« A Bountiful Scarcity | Main | Food for Thought »

Comments

DarkoV

Fabulous outtake. Coming from Jobs, it makes the statement even more effective. I'd always presumed he'd be with us forever and ever. Death was one thing I thought he didn't spend too much brain power on. Thanks for posting this.

patricia

Oh, I do like that, very much.

Thanks for posting it.

stephenesque

I trust that you are not dead, since you haven't updated this thing in a few days.
If you are dead, however, please contact me at www.ouija-board.org.ie

Sarsparilla

A friend of mine told me in a brief aside at a concert on Saturday of his HIV positive status, newly diagnosed. "I'm okay with it," he said, "now. It's taken a few years from my life expectancy. So I've resigned from my job and taken up freelance photography instead. No, really, I'm all right."

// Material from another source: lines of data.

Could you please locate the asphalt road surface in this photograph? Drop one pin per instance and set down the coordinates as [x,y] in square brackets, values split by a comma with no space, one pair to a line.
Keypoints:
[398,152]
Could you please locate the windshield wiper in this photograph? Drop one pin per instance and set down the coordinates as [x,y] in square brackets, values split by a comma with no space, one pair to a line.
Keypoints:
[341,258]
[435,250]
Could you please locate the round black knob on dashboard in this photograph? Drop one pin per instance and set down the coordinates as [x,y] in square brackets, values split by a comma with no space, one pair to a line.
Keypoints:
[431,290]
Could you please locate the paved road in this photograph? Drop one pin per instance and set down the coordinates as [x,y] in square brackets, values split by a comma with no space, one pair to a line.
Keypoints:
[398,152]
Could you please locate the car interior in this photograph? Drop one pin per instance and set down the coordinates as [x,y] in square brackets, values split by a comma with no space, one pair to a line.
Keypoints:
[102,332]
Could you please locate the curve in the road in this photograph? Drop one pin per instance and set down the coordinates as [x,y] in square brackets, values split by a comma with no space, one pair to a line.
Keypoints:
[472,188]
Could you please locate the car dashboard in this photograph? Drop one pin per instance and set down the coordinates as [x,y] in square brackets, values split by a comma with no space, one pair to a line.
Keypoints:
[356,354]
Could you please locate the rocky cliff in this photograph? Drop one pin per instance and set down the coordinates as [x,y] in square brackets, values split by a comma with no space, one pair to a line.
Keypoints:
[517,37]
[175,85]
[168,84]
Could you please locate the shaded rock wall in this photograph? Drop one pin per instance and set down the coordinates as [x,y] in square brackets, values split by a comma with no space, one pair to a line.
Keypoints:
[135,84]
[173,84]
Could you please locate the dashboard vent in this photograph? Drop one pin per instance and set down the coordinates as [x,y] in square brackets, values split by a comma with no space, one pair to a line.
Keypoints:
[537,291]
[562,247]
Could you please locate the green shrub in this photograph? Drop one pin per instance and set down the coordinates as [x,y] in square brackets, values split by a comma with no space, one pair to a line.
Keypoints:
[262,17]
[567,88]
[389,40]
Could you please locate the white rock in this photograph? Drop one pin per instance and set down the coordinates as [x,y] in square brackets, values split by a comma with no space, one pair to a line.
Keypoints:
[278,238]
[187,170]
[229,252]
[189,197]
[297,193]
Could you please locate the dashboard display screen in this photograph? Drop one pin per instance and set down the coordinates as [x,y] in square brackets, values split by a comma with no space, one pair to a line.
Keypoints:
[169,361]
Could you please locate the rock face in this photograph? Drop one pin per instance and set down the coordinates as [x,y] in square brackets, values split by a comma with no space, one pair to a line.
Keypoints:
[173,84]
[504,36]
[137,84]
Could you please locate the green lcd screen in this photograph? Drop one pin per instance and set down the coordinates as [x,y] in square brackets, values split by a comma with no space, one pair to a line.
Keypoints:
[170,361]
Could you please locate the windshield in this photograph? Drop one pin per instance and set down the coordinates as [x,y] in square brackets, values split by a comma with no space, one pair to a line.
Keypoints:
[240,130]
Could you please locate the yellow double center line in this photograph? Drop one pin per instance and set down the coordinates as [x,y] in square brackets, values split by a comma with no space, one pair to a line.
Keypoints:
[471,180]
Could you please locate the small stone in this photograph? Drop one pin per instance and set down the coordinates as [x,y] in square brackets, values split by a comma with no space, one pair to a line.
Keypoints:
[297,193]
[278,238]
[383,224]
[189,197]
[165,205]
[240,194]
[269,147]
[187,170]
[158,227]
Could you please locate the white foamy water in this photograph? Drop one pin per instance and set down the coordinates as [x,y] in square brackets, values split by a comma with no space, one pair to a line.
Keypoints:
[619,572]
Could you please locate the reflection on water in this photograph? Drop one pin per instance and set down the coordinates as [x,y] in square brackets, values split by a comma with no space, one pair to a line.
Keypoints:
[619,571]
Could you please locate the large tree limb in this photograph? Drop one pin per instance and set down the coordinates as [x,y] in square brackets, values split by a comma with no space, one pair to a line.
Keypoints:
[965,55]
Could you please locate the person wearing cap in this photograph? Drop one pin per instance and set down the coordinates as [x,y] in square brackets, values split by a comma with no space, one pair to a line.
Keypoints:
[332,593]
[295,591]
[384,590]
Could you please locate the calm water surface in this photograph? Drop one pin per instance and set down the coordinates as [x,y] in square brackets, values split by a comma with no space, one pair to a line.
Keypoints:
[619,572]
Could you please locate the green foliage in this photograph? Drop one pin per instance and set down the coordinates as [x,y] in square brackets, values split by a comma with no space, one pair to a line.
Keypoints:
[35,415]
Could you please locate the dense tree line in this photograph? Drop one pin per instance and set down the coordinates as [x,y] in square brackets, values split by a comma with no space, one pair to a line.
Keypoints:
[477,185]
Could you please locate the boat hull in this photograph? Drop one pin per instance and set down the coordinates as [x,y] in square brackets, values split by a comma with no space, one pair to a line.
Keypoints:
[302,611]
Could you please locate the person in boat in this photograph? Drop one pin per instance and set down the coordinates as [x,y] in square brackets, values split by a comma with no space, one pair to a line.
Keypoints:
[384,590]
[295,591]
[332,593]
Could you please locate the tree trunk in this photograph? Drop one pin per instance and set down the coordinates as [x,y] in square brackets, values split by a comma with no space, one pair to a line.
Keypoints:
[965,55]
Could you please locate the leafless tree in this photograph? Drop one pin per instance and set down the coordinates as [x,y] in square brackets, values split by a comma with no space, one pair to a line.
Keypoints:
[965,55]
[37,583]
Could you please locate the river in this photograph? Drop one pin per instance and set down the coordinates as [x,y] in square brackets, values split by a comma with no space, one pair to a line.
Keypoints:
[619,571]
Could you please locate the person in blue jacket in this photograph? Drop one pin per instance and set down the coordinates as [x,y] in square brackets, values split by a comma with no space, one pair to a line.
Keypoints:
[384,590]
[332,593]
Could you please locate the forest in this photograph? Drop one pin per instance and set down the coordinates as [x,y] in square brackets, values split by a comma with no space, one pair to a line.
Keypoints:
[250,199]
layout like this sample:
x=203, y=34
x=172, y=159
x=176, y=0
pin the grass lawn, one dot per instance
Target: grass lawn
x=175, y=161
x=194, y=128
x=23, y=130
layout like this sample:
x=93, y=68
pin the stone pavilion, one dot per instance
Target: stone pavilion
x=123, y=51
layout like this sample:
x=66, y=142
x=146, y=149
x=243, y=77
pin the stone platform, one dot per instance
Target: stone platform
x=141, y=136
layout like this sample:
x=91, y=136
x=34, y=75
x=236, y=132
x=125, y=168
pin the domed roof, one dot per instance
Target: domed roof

I related this interaction to my mother, who's just finished her first six month course of chemotherapy. She recognised exactly the syndrome; pointed out that it's a good thing we don't all constantly experience such hubris. If we all truly thought we might die next week, who would run our sewage farms? Who would sweep the streets?

But there must be a balance. Live today, or assume you'll live forever tomorrow. The two are exceedingly different lifestyles.

andrew

I wonder if society will be filled by more and more revelations & mental amblings of this sort as the ambitious sucessful boomers all continue to age, and some of them, to die.. its worth following the link and reading jobs full college commencement adress, and the important thing about this that the quote snip leaves out, is that for about 15 hours, jobs thought he had a rare form of cancer that is pretty much a 3 month long death sentence..

and it turned out, for jobs, that experience was almost a gift that became this and other insights, cause it did not turn out to be that death sentencce..

The comments to this entry are closed.